Ex LMS Coach (10071) numbered 5155m and described as a Staff Couchette
Ex ECJS 3908 Queen Alexandra’s saloon (a 12-wheeler)
Unidentified Coach
Unidentified Coach
BR Mk.1 Sleeper 2013 (In Blue/Grey livery)
Unidentified Coach
BR Mk.1 Restaurant Car M325 (this went back into BR service in 1977)
Unidentified Coach (a 12-wheeler)

If anybody can help identify the unidentified coaches I would appreciate it. The  12-wheeler closest to Peter should be easy, but I cannot find any reference to it at the moment. It may be another ECJS coach which was used as a generator van and staff coach, but it’s got me flummoxed!)
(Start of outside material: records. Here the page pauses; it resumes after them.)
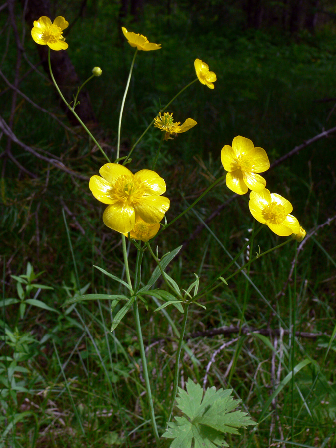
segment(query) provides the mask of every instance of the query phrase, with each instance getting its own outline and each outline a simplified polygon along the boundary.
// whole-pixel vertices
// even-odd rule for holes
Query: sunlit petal
[[[241,170],[236,170],[226,174],[226,185],[238,195],[244,195],[247,193],[248,188],[244,182]]]
[[[133,207],[120,203],[108,206],[103,214],[105,225],[120,233],[130,232],[135,224]]]
[[[266,181],[264,178],[256,173],[243,172],[243,177],[247,187],[253,191],[261,191],[266,187]]]

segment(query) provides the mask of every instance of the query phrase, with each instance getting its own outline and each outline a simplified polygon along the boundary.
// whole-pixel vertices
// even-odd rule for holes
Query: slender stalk
[[[158,112],[158,114],[160,112],[163,112],[165,110],[165,109],[166,109],[169,106],[169,105],[171,104],[174,101],[174,100],[175,100],[179,96],[179,95],[180,95],[183,92],[184,92],[186,90],[186,89],[187,89],[188,87],[189,87],[189,86],[191,86],[192,84],[193,84],[194,83],[195,83],[197,81],[197,78],[196,78],[196,79],[194,79],[194,81],[192,81],[191,83],[189,83],[189,84],[187,84],[186,86],[185,86],[180,91],[180,92],[178,94],[177,94],[175,96],[175,97],[174,97],[174,98],[172,99],[172,100],[171,100],[169,103],[167,103],[167,104],[165,106],[164,106],[164,107],[161,108],[161,109],[159,111],[159,112]],[[124,165],[125,163],[127,163],[127,160],[130,157],[131,154],[132,154],[132,153],[133,152],[134,150],[135,149],[136,146],[137,146],[137,145],[138,144],[139,142],[140,142],[142,139],[142,138],[143,138],[145,134],[147,133],[147,132],[148,131],[148,130],[149,130],[152,125],[154,123],[154,120],[153,120],[152,121],[151,121],[151,122],[149,123],[149,124],[148,124],[148,125],[146,127],[146,128],[144,130],[144,131],[142,132],[141,135],[140,136],[140,137],[138,138],[138,139],[136,140],[135,143],[134,144],[134,145],[133,145],[133,146],[132,147],[132,149],[131,149],[131,150],[129,151],[129,153],[128,153],[128,155],[127,156],[127,157],[126,157],[126,158],[124,160],[123,165]]]
[[[170,225],[171,225],[175,221],[177,221],[177,220],[179,219],[181,217],[183,216],[187,212],[192,209],[193,207],[195,206],[197,203],[202,199],[202,198],[205,196],[205,195],[210,191],[210,190],[214,188],[217,184],[219,184],[220,182],[222,182],[222,181],[224,180],[224,179],[226,177],[226,175],[224,174],[224,176],[221,176],[221,177],[219,177],[218,179],[217,179],[214,182],[213,182],[210,187],[208,187],[208,188],[205,190],[203,193],[200,195],[198,198],[196,199],[194,202],[191,204],[189,207],[187,207],[187,208],[184,210],[182,213],[180,213],[180,215],[178,215],[177,216],[175,217],[173,220],[172,220],[169,223],[168,223],[166,225],[164,225],[161,229],[157,233],[157,235],[159,235],[162,231],[166,229],[167,227],[169,227]]]
[[[180,339],[179,340],[179,345],[177,347],[177,351],[175,357],[175,367],[174,373],[174,383],[173,384],[173,392],[172,392],[171,403],[170,404],[170,409],[169,410],[169,414],[168,419],[167,421],[167,424],[170,421],[173,413],[173,409],[174,408],[174,404],[175,403],[176,394],[177,394],[177,386],[179,383],[179,374],[180,373],[180,359],[181,358],[181,352],[182,349],[182,345],[183,345],[183,338],[186,330],[186,324],[187,323],[187,319],[188,318],[188,311],[189,308],[189,303],[186,304],[186,308],[184,310],[184,314],[183,315],[183,321],[182,322],[182,326],[181,329],[181,333],[180,334]]]
[[[119,115],[119,125],[118,126],[118,146],[116,149],[116,163],[118,163],[117,160],[120,156],[120,139],[121,135],[121,121],[122,121],[122,114],[123,113],[123,108],[125,106],[125,102],[126,101],[126,97],[127,96],[127,92],[128,92],[128,88],[129,87],[129,83],[130,83],[131,78],[132,77],[132,72],[133,71],[133,67],[134,66],[134,62],[135,62],[135,58],[136,57],[136,55],[138,54],[138,51],[139,50],[137,48],[135,50],[135,52],[134,53],[134,55],[133,58],[133,60],[132,61],[132,64],[131,65],[130,70],[129,70],[129,74],[128,75],[128,79],[127,81],[127,84],[126,85],[126,88],[125,89],[125,92],[123,94],[123,98],[122,98],[122,102],[121,103],[121,108],[120,110],[120,115]]]
[[[127,254],[127,247],[126,247],[126,237],[123,234],[121,234],[121,238],[122,239],[122,253],[123,254],[123,260],[125,263],[125,271],[126,272],[126,278],[128,282],[128,284],[130,286],[133,291],[133,286],[132,286],[132,280],[130,278],[129,273],[129,266],[128,266],[128,257]]]
[[[60,90],[59,87],[57,85],[57,83],[56,83],[56,80],[55,79],[55,78],[54,77],[54,75],[53,74],[52,70],[51,69],[51,62],[50,61],[50,49],[49,47],[48,48],[48,64],[49,65],[49,71],[50,72],[50,76],[51,77],[51,79],[52,80],[53,82],[54,83],[54,84],[55,85],[55,87],[56,87],[56,89],[57,90],[57,92],[60,94],[60,96],[61,97],[62,99],[63,100],[64,103],[66,104],[67,107],[69,108],[69,109],[71,111],[71,112],[73,113],[73,114],[75,115],[75,116],[76,117],[76,118],[78,120],[78,121],[79,121],[80,123],[81,124],[81,125],[83,128],[83,129],[84,129],[86,131],[86,132],[89,134],[90,138],[92,140],[92,141],[94,142],[94,143],[96,145],[97,145],[97,147],[98,148],[99,150],[101,151],[101,152],[102,153],[103,155],[104,156],[104,157],[106,159],[107,161],[110,162],[110,159],[107,156],[107,155],[105,154],[105,153],[104,152],[104,151],[103,149],[102,149],[102,147],[101,146],[101,145],[99,144],[98,142],[97,141],[97,140],[95,138],[95,137],[92,135],[92,134],[89,130],[89,129],[86,127],[85,124],[84,124],[84,123],[83,122],[83,121],[80,119],[80,118],[78,116],[78,115],[76,113],[76,112],[73,110],[73,109],[71,107],[71,106],[70,105],[70,104],[68,103],[67,100],[65,99],[65,98],[63,96],[63,94],[61,92],[61,90]]]
[[[147,360],[146,359],[145,347],[143,344],[143,338],[142,337],[142,333],[141,332],[141,325],[140,322],[139,306],[138,305],[137,299],[134,302],[134,314],[135,316],[135,327],[136,329],[136,335],[137,336],[139,344],[140,345],[140,353],[141,357],[141,361],[142,362],[143,376],[145,378],[146,390],[147,390],[147,395],[148,399],[148,404],[149,405],[149,411],[150,412],[150,420],[152,423],[153,431],[154,431],[154,435],[155,437],[156,447],[157,447],[157,448],[159,448],[160,446],[160,436],[159,436],[159,433],[157,430],[156,421],[155,420],[155,414],[154,411],[154,406],[153,405],[153,399],[152,398],[152,392],[150,389],[149,378],[148,377],[148,371],[147,367]]]

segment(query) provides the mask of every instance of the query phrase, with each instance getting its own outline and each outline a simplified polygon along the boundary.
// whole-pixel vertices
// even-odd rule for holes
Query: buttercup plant
[[[222,184],[225,177],[227,187],[238,194],[247,193],[249,188],[252,190],[249,203],[251,213],[258,221],[262,224],[266,224],[277,235],[287,236],[293,234],[295,235],[294,237],[299,239],[304,237],[305,231],[300,227],[297,219],[290,215],[293,209],[290,203],[279,195],[271,194],[269,190],[265,188],[266,181],[258,174],[266,171],[269,168],[269,161],[266,152],[261,148],[254,147],[250,140],[240,136],[234,138],[232,146],[225,145],[222,149],[221,161],[224,168],[228,172],[227,174],[216,179],[191,206],[178,216],[170,219],[170,222],[167,222],[165,214],[169,209],[170,202],[168,198],[163,196],[166,192],[166,183],[163,178],[153,170],[147,168],[133,174],[125,164],[129,163],[130,154],[153,124],[165,133],[164,138],[166,140],[170,138],[171,135],[183,133],[196,125],[196,122],[192,118],[188,118],[182,125],[179,122],[174,122],[172,113],[165,112],[164,111],[178,95],[198,79],[202,84],[213,89],[213,83],[217,79],[216,74],[209,71],[207,64],[196,59],[194,62],[197,76],[196,79],[189,83],[165,107],[158,112],[156,117],[153,118],[149,126],[136,141],[128,154],[120,158],[120,139],[122,113],[135,57],[138,51],[148,51],[161,48],[160,45],[149,42],[144,36],[129,32],[125,28],[123,27],[123,33],[128,43],[136,49],[120,109],[116,159],[115,163],[111,163],[109,157],[90,131],[77,115],[75,108],[77,96],[75,97],[75,101],[72,105],[71,102],[68,102],[63,96],[52,74],[50,62],[50,49],[58,50],[67,48],[67,44],[64,42],[62,32],[68,24],[63,17],[57,17],[53,24],[48,18],[41,17],[39,20],[34,22],[32,36],[37,43],[48,45],[49,47],[49,69],[56,88],[68,107],[78,118],[93,141],[97,144],[108,162],[99,169],[100,176],[94,175],[91,177],[89,187],[96,199],[107,205],[102,216],[105,225],[112,230],[120,234],[126,281],[122,278],[118,277],[114,274],[98,267],[108,277],[118,282],[122,288],[122,291],[116,291],[115,294],[112,295],[78,294],[67,301],[65,305],[93,299],[112,301],[111,310],[113,319],[111,331],[115,331],[126,314],[133,310],[151,423],[151,434],[153,435],[157,448],[162,446],[163,437],[173,439],[170,446],[171,448],[190,448],[193,444],[195,447],[206,446],[209,448],[215,448],[216,447],[227,446],[226,433],[238,434],[239,428],[245,428],[256,424],[246,412],[240,410],[231,412],[236,408],[239,403],[238,400],[233,400],[231,396],[231,390],[224,390],[222,388],[216,390],[215,387],[211,387],[207,389],[204,393],[201,387],[195,384],[190,378],[186,383],[186,391],[179,387],[181,354],[184,344],[188,310],[192,306],[205,308],[205,305],[201,303],[200,300],[207,293],[221,286],[227,285],[228,280],[246,267],[248,267],[249,269],[251,263],[277,247],[290,242],[292,239],[288,239],[277,247],[258,253],[254,258],[249,260],[247,263],[226,278],[224,278],[223,276],[231,268],[250,241],[253,241],[260,231],[262,227],[259,227],[253,232],[249,241],[246,242],[232,261],[224,268],[222,267],[218,272],[215,273],[215,278],[209,284],[202,285],[200,288],[200,277],[196,276],[196,279],[186,289],[180,287],[166,271],[168,264],[177,255],[181,246],[159,257],[158,247],[153,250],[150,240],[160,235],[161,232],[194,207],[210,190],[216,185]],[[89,79],[95,76],[100,76],[101,73],[102,71],[99,67],[95,67],[93,70],[93,75]],[[86,82],[88,81],[89,80]],[[79,89],[77,95],[82,87]],[[154,162],[154,166],[159,151],[160,147]],[[165,224],[161,224],[160,222],[164,218]],[[129,264],[127,239],[129,244],[134,244],[137,250],[135,267],[133,273],[130,269]],[[157,264],[149,278],[147,279],[143,279],[142,275],[142,260],[145,252],[153,258]],[[158,287],[157,281],[160,277],[163,281],[164,287]],[[175,354],[174,380],[170,390],[170,396],[167,402],[161,408],[159,419],[158,418],[157,409],[155,409],[152,396],[151,379],[147,368],[139,308],[139,305],[143,303],[149,309],[149,304],[153,297],[163,302],[156,308],[155,312],[163,308],[167,312],[172,306],[183,315],[180,331],[175,332],[179,342]],[[176,328],[176,326],[174,328]],[[176,416],[173,421],[172,418],[178,392],[178,406],[186,417]],[[144,409],[143,412],[145,421],[146,409]],[[160,423],[160,426],[158,422]]]

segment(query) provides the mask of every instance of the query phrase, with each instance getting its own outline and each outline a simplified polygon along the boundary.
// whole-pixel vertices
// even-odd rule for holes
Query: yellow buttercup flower
[[[292,235],[292,237],[294,239],[296,239],[297,241],[299,241],[299,242],[301,242],[306,235],[307,232],[306,231],[305,229],[303,228],[303,227],[302,227],[300,225],[298,233],[293,233]]]
[[[209,89],[213,89],[213,83],[214,83],[217,78],[214,72],[209,71],[209,65],[201,59],[195,59],[194,66],[200,82],[207,86]]]
[[[130,232],[139,217],[156,224],[169,208],[169,200],[161,196],[166,183],[155,171],[141,170],[133,174],[122,165],[106,163],[99,173],[102,177],[93,176],[89,187],[96,199],[108,204],[103,221],[117,232]]]
[[[161,116],[160,112],[154,120],[154,126],[158,127],[166,133],[164,138],[166,140],[171,138],[170,135],[172,134],[182,134],[186,132],[197,124],[197,123],[192,118],[187,118],[180,126],[180,121],[174,122],[172,113],[169,113],[169,112],[165,112],[163,116]]]
[[[148,39],[142,34],[136,34],[135,33],[129,32],[125,28],[122,27],[122,32],[124,36],[128,41],[131,47],[136,47],[138,50],[144,51],[150,51],[152,50],[159,50],[161,44],[154,44],[148,42]]]
[[[63,17],[57,17],[52,23],[48,17],[43,16],[34,22],[31,37],[36,43],[48,45],[52,50],[66,50],[69,46],[62,35],[68,26],[69,23]]]
[[[238,195],[247,193],[248,189],[261,191],[266,181],[257,173],[269,168],[269,160],[262,148],[255,148],[252,141],[244,137],[235,137],[232,146],[225,145],[221,151],[221,161],[226,174],[226,185]]]
[[[267,188],[258,193],[251,191],[248,206],[255,219],[276,235],[289,236],[299,232],[299,221],[289,214],[293,210],[292,204],[280,195],[271,193]]]
[[[131,230],[130,236],[133,239],[139,239],[140,241],[149,241],[154,238],[160,229],[160,223],[148,224],[145,223],[140,217],[136,219],[135,225],[133,230]],[[123,234],[127,236],[128,233]]]

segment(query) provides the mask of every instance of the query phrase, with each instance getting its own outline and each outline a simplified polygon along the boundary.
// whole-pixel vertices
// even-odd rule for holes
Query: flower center
[[[134,176],[123,175],[118,177],[112,186],[111,197],[127,204],[134,204],[143,195],[144,188],[140,182],[136,181]]]
[[[237,168],[242,171],[252,171],[254,164],[253,160],[246,154],[242,154],[237,157]]]
[[[273,201],[268,204],[262,211],[262,216],[266,222],[272,224],[281,224],[287,214],[285,211],[283,206]]]
[[[137,238],[147,238],[149,235],[149,224],[144,221],[139,221],[134,225],[133,231]]]
[[[63,32],[59,26],[57,25],[50,25],[48,29],[44,33],[45,38],[49,43],[56,42],[60,39],[62,39],[61,35]]]

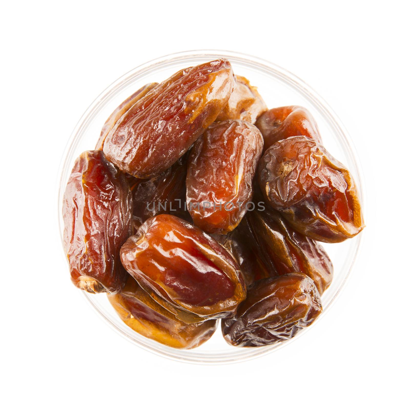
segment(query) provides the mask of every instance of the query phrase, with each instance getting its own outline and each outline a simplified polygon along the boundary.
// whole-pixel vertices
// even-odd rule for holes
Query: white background
[[[408,6],[143,3],[2,6],[2,408],[403,408],[410,364]],[[60,157],[94,98],[147,61],[202,48],[257,56],[310,85],[349,130],[367,189],[360,256],[330,312],[270,355],[219,367],[148,353],[98,320],[64,271],[55,215]]]

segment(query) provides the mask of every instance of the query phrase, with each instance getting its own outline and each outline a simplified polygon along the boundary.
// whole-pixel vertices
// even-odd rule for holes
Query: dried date
[[[233,231],[225,235],[211,235],[221,245],[230,252],[236,260],[244,275],[247,286],[264,278],[274,276],[262,256],[261,250],[251,230],[245,217]]]
[[[364,227],[351,175],[312,139],[290,137],[274,144],[258,172],[266,200],[308,237],[341,242]]]
[[[258,118],[255,125],[263,137],[264,152],[281,139],[296,135],[305,135],[322,143],[314,118],[306,108],[298,105],[268,110]]]
[[[273,266],[270,271],[278,275],[302,272],[313,280],[322,294],[330,284],[333,271],[324,249],[313,239],[294,230],[273,210],[255,210],[246,216],[264,260]]]
[[[246,297],[239,266],[226,250],[185,221],[150,218],[121,249],[121,260],[144,290],[156,293],[186,323],[235,314]],[[193,320],[192,317],[194,317]]]
[[[187,203],[194,223],[211,233],[234,229],[247,210],[263,144],[241,120],[214,123],[194,144],[187,174]]]
[[[71,280],[91,293],[121,291],[128,275],[120,249],[132,233],[131,191],[102,151],[77,159],[64,194],[64,245]]]
[[[121,293],[107,295],[121,320],[143,336],[175,348],[200,346],[216,328],[215,319],[187,324],[152,298],[131,276]]]
[[[185,179],[189,152],[160,175],[140,180],[132,188],[134,226],[139,227],[149,218],[172,214],[186,219]]]
[[[317,289],[305,275],[261,279],[250,287],[235,317],[222,320],[222,334],[234,346],[272,344],[293,337],[321,312]]]
[[[224,59],[178,71],[117,121],[105,139],[104,153],[137,178],[159,175],[214,121],[235,87],[230,64]]]
[[[150,82],[146,84],[139,89],[137,90],[133,94],[130,95],[126,100],[123,101],[113,112],[111,115],[107,118],[101,129],[100,138],[96,145],[96,150],[102,150],[104,147],[104,141],[111,130],[111,129],[115,125],[115,123],[125,114],[139,100],[141,100],[153,88],[158,85],[157,82]]]
[[[236,88],[231,94],[228,104],[216,118],[216,121],[243,120],[252,124],[267,109],[265,102],[256,87],[240,75],[236,76]]]

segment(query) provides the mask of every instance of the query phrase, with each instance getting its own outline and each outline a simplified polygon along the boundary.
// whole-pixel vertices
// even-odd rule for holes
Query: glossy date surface
[[[175,348],[191,349],[213,335],[215,319],[187,324],[157,303],[129,276],[123,291],[107,295],[121,320],[143,336]]]
[[[188,155],[187,153],[158,176],[136,182],[132,188],[134,227],[160,214],[189,217],[185,204]]]
[[[225,235],[211,235],[236,260],[247,286],[259,279],[276,274],[276,272],[270,269],[265,262],[251,231],[248,216],[252,213],[247,212],[245,217],[233,231]]]
[[[222,320],[222,334],[234,346],[272,344],[293,337],[321,312],[317,289],[305,275],[261,279],[250,287],[235,317]]]
[[[122,247],[121,260],[145,290],[190,314],[179,317],[184,321],[193,321],[193,315],[197,320],[232,316],[246,297],[243,278],[230,254],[173,215],[146,221]]]
[[[104,153],[137,178],[159,175],[215,121],[235,87],[230,64],[223,59],[178,71],[116,123],[105,139]]]
[[[273,210],[248,212],[247,219],[264,260],[274,272],[271,276],[301,272],[313,280],[321,295],[323,293],[332,282],[333,267],[319,244],[295,231]]]
[[[101,150],[104,147],[104,141],[115,125],[115,123],[124,115],[139,100],[141,100],[153,88],[158,85],[157,82],[150,82],[141,87],[134,93],[131,94],[126,100],[123,101],[112,112],[107,118],[101,129],[100,138],[96,145],[96,150]]]
[[[290,137],[274,144],[258,172],[267,203],[306,236],[341,242],[364,227],[350,173],[312,139]]]
[[[124,174],[102,151],[77,159],[63,203],[64,246],[71,280],[92,293],[121,291],[127,272],[121,247],[132,233],[131,193]]]
[[[211,233],[235,228],[252,199],[263,141],[240,120],[211,125],[195,144],[187,174],[187,203],[194,223]]]
[[[236,88],[216,121],[243,120],[254,124],[267,109],[256,87],[252,87],[245,77],[237,75]]]
[[[314,118],[306,108],[299,105],[268,110],[258,118],[255,125],[263,136],[264,152],[275,142],[296,135],[305,135],[322,143]]]

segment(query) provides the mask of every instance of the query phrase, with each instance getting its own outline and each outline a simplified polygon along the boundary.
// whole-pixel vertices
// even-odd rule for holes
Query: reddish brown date
[[[354,182],[323,146],[306,137],[274,144],[258,169],[267,203],[293,228],[322,242],[342,242],[364,227]]]
[[[276,142],[296,135],[305,135],[322,143],[314,118],[306,108],[290,105],[272,108],[264,113],[255,123],[263,136],[263,150]]]
[[[125,114],[139,100],[141,100],[144,96],[153,88],[158,85],[157,82],[150,82],[146,84],[139,90],[130,95],[126,100],[123,101],[113,112],[111,115],[107,118],[105,123],[101,129],[100,138],[96,145],[96,150],[102,150],[104,147],[104,141],[111,130],[111,129],[115,125],[115,123]]]
[[[266,109],[266,104],[256,87],[253,87],[245,77],[237,75],[236,88],[216,121],[243,120],[253,124]]]
[[[273,210],[247,214],[264,260],[276,275],[301,272],[312,279],[321,295],[333,277],[333,265],[324,249],[313,239],[294,231]],[[271,275],[274,276],[275,275]]]
[[[184,323],[155,302],[134,279],[128,278],[121,293],[107,296],[121,320],[135,332],[177,349],[197,347],[214,334],[216,320]]]
[[[188,153],[157,177],[140,180],[132,189],[134,226],[141,226],[149,218],[172,214],[186,219],[187,163]]]
[[[230,254],[173,215],[146,221],[123,246],[121,260],[145,290],[203,320],[233,316],[246,297],[239,266]]]
[[[237,226],[250,206],[263,144],[257,128],[240,120],[215,123],[197,141],[187,174],[187,203],[195,225],[219,234]]]
[[[137,178],[159,175],[215,121],[235,87],[230,64],[223,59],[178,71],[117,121],[105,139],[105,156]]]
[[[252,213],[248,212],[246,216]],[[214,234],[211,236],[233,255],[246,286],[249,286],[256,280],[274,275],[275,272],[272,273],[265,262],[246,216],[233,231],[226,235]]]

When trying to research older photographs like this the internet always seems to be able to help, but in this instance I have struggled to find an online resource for the Royal Train, other than a useful Wikipedia entry! If anybody can point me to an online resource about the Royal Train I would very much appreciate it.

Finally, I am pretty sure that the locomotive is 47086 ‘Colossus’. Depending on the date of the photograph the loco was allocated either to Old Oak Common or Cardiff Canton depot. Given my limited knowledge of Royal Train engine operations, I think this may also help narrow down the date for the photograph to before October 1976 when the allocation to Cardiff was made; as I don’t suppose the loco would be prepared in Cardiff  for a movement starting in London.

So I think the photo was taken in the summer of 1974, 1975 or 1976. Does this jog anybody’s memory?

 

 

Kensington Sulzers meet the Royal Train

Due to extensive engineering works outside Euston station one Sunday in the 1970s, many long-distance West Coast trains started and terminated at Kensington Olympia and here a set of empty stock to form a Scottish service is brought into one of the West London platforms by double-headed Sulzer Type 2 Class 25s. On the adjacent platform stands the empty stock of the Royal Train which then consisted of some pre-grouping vehicles as well as Mark 1 coaches.
Due to extensive engineering works outside Euston station one Sunday in the 1970s, many long-distance West Coast trains started and terminated at Kensington Olympia and here a set of empty stock to form a Scottish service is brought into one of the West London platforms by double-headed Sulzer Type 2 Class 25s. On the adjacent platform stands the empty stock of the Royal Train which then consisted of some pre-grouping vehicles as well as Mark 1 coaches.

This photograph raises lots of questions that I would love to know the answers to. Peter Collins seems to think that the diversion of some trains to Kensington Olympia from Euston was in the early 1970s, but can anybody get any closer than this? The trees seem to be in full leaf, so sometime between May and September; but which year? Can anybody actually identify the train, and really pushing the bounds of optimism the pair of Sulzers actually used?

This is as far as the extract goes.